I have been thinking about the Nakba (“catastrophe” in Arabic) that occurred in 1948 when Israel fought for its independence. Thousands of Palestinians were uprooted from their towns and villages by the war. The vast majority of them never went back to their homes. They became refugees and many of them did not assimilate into their host countries. It truly was a humanitarian disaster.
Then I thought about my wife’s family. Her relatives on her father’s side suffered a fate like the Nakba at the end of WWII. Her father’s family lived in Silesia, which now part of Poland. They, along with thousands of other ethnic Germans, fled from the advancing Soviet armies. They had heard of the atrocities that happened to Germans living further to the east. With the sounds of Soviet artillery in the background, they marched westward, leaving their homes and property behind. They took almost nothing with them besides the clothes on their backs.
I had the opportunity to talk with Karin’s father and her other relatives when I was dating Karin. I was stationed with the Army in West Germany at the time. During the early 1980’s, I heard some of their stories from the war years and their aftermath. Karin’s family members settled in the west among strangers. Her father worked the night shift at a health spa and married a local girl. Karin’s Onkel Kurt found a job as a salesman. Their lives were difficult at first, but they eventually adapted to their new surroundings. They sometimes missed Silesia, but they seemed to be at home in West Germany. Silesia was part of their past, and that past was nearly forgotten.
Are there actually similarities between the Palestinian experience and what Karins’ elders went through, or am I comparing apples to oranges? Why did Karin’s family succeed in starting new lives, but many Palestinians could not?
Karin’s relatives suffered much, but they also had some advantages over the Palestinian refugees. They were displaced within Germany, so they didn’t need visas, and they did not need to worry about being deported. They were relocated from one place to another where people spoke the same language and had the same culture. The German economy recovered rapidly, partly due to money from the Marshall Plan. It took time, but they found jobs and homes, and they raised families in an environment where their children had access to higher education.

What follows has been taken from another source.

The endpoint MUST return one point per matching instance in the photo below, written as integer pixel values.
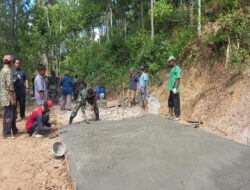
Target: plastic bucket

Karin’s relatives had no illusions about having “a right to return”. For over forty years, the Soviet Union held a tight grip on the lands east of the Oder River, and most of those territories were occupied by Poles and Russians. Some Germans in the West carried hopes that Germany would eventually be restored to its 1937 borders. That was always a fantasy. When the Berlin Wall finally fell, Karin’s aunt and uncle made a trip back to their hometown, and quickly regretted do that. They were shocked and disappointed that the town they remembered was no more. The physical structures were still there, but it was no longer German, and it never would be again.
Are there any lessons here? Maybe.
In a just world, Karin’s family and the Palestinians who have suffered since 1948 would get some kind of compensation for their losses. Perhaps they would not be able to return home, but they would receive something in exchange.
We don’t live in a just world, so these people get nothing.
Karin’s relatives knew they would get nothing. Some Palestinians still hope to get back their olive groves and farm fields. Karin’s family had a bright future in their new land and so they could let go of the past. Many Palestinians do not a future full of hope, and that makes it nearly impossible for them to escape from the past.
For Karin’s family, what’s done is done. For the Palestinians the Nakba continues to this very day. The Palestinians are still being robbed of their land, and they are still suffering brutal violence. As Faulkner wrote,
“The past is never dead, It’s not even past.”